Nudged off a cliff
A recent meta-analysis looked like good news for the effectiveness of "nudge" theory. Does a new set of rebuttal letters throw the whole idea into doubt?
I’ve always thought “nudge” was a very unfortunate term. The idea is supposed to be that, with “nudges”, you can change small aspects of people’s environment to subtly influence the choices they make, without actually coercing them to do what you want. Some well-known examples are:
Adding questions about becoming an organ donor to forms people would otherwise be filling in, such as when they apply for their driving licence. This gets the questions—which they probably wouldn’t seek out deliberately—under people’s noses, and makes it more likely they’ll opt in to becoming a donor;
Enrolling people in pension schemes by default - they can easily opt out if they’d like, but since most people go along with the status quo, you get a lot more people saving for retirement;
Making healthy food more visible in cafés and shops, so people are more likely to pick it up;
Sending reminder emails about donating to charity;
Putting a little picture of a fly in the centre of urinals, so men target it and are less likely to “miss”, preventing them from making a mess of your bathroom floor.
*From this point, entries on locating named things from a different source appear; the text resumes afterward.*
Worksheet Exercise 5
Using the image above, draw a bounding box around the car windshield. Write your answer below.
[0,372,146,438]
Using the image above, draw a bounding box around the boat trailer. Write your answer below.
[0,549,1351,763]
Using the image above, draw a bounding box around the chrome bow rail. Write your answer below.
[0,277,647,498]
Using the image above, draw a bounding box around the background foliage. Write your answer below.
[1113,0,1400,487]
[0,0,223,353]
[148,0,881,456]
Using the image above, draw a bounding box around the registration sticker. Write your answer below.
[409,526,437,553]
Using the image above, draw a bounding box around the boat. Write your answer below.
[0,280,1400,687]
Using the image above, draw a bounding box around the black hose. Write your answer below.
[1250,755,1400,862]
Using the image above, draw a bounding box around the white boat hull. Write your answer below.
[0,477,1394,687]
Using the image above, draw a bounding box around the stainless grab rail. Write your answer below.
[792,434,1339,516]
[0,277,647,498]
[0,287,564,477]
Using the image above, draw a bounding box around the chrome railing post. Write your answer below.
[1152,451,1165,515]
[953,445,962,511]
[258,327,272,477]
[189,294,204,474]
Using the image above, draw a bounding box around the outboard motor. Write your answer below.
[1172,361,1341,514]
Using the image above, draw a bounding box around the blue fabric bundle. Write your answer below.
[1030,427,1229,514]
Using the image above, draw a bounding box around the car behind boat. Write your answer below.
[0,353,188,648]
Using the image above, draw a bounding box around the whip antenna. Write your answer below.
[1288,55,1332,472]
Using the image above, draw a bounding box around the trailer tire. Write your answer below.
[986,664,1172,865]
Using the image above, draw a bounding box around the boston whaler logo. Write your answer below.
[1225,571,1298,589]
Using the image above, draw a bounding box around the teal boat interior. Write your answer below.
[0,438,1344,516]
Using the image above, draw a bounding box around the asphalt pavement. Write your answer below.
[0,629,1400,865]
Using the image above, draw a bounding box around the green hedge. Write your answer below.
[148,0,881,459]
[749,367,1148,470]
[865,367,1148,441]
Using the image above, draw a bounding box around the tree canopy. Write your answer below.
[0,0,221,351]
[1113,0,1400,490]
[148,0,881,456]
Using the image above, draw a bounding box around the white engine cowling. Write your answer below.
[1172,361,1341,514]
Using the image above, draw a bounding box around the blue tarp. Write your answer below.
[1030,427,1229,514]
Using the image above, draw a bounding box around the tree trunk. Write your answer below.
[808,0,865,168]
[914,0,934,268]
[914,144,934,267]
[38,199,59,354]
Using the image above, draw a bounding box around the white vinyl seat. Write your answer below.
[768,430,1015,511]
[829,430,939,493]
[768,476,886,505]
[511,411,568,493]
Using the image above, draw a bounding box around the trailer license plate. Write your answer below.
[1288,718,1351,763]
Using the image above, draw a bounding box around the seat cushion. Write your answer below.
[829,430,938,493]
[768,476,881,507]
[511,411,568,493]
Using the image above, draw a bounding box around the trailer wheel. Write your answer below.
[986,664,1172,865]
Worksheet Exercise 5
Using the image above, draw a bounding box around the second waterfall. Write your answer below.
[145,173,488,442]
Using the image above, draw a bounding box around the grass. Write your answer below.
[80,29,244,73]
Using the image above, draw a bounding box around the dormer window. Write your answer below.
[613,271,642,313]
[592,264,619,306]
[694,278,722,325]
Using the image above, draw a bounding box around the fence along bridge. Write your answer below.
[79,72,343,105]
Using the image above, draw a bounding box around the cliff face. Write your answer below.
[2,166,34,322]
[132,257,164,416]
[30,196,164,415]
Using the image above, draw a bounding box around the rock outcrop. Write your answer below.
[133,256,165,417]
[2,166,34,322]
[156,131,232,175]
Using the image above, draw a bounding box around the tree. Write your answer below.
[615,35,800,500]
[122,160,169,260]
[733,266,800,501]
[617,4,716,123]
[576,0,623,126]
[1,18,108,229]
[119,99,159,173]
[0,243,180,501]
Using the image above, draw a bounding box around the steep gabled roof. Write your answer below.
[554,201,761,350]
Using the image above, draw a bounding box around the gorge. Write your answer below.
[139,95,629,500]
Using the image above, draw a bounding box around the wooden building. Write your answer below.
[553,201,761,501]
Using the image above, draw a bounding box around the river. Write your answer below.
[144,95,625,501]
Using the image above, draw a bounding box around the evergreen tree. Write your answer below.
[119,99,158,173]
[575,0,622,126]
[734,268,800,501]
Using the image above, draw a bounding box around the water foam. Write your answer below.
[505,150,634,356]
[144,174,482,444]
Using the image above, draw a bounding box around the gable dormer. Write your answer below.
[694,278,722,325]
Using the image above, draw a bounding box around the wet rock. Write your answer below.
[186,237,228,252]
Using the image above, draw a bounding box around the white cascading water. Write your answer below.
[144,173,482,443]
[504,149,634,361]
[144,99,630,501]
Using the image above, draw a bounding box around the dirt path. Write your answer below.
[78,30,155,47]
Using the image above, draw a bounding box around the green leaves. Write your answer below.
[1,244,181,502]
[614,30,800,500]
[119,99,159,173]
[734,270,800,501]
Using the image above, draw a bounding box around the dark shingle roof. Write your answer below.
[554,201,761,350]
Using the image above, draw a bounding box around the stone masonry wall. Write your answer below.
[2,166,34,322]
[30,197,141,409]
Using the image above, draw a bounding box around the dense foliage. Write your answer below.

These kinds of nudges—the name, of course, comes from Richard Thaler and Case Sunstein’s massively-bestselling 2008 book Nudge—are usually supported by some kind of experimental research, bringing the sought-after “evidence-based” perspective to marketing and policy-making. And the nice thing about them is that, in most cases, they’re not paternalistic or controlling - they can be used without passing new laws or imposing anything on the unsuspecting public.
But - the name. To me, “nudge” brings to mind sharp elbows - pushy and insistent people (or governments) shoving you around and intruding on your life. It also makes me think of a certain kind of misguided psychologist (or “behavioural scientist” as they always call themselves in this context for some reason) smugly insisting that they know just the clever tweak that will make the little people do X or Y desirable behaviour. As I say, it’s unfortunate, because nudges are often non-paternal and even quite libertarian.
Alas, the more formal, scientific-sounding name for nudges—“choice architecture interventions”—if anything sounds even worse, invoking one of those business seminars where everyone talks in pure management-speak about actioning synergy to leverage stakeholder competencies going forward, or whatever.
Anyway - unfortunate as it is, the name doesn’t really matter. What matters is whether nudges work. And at the very start of 2022, we seemed to have found a resounding answer.
The meta-analysis
“Nudges prove their effectiveness”. That was the headline of the press release that appeared alongside a new meta-analysis, in mid-January this year. The meta-analysis, which included over 200 studies with nearly 450 experiments, involving more than 2 million participants, was published in the Proceedings of the National Academy of Sciences (PNAS for short - no jokes please). Here’s how the authors, psychology researchers from the University of Geneva, described it:
[W]e quantitatively review over a decade of research, showing that choice architecture interventions successfully promote behavior change across key behavioral domains, populations, and locations.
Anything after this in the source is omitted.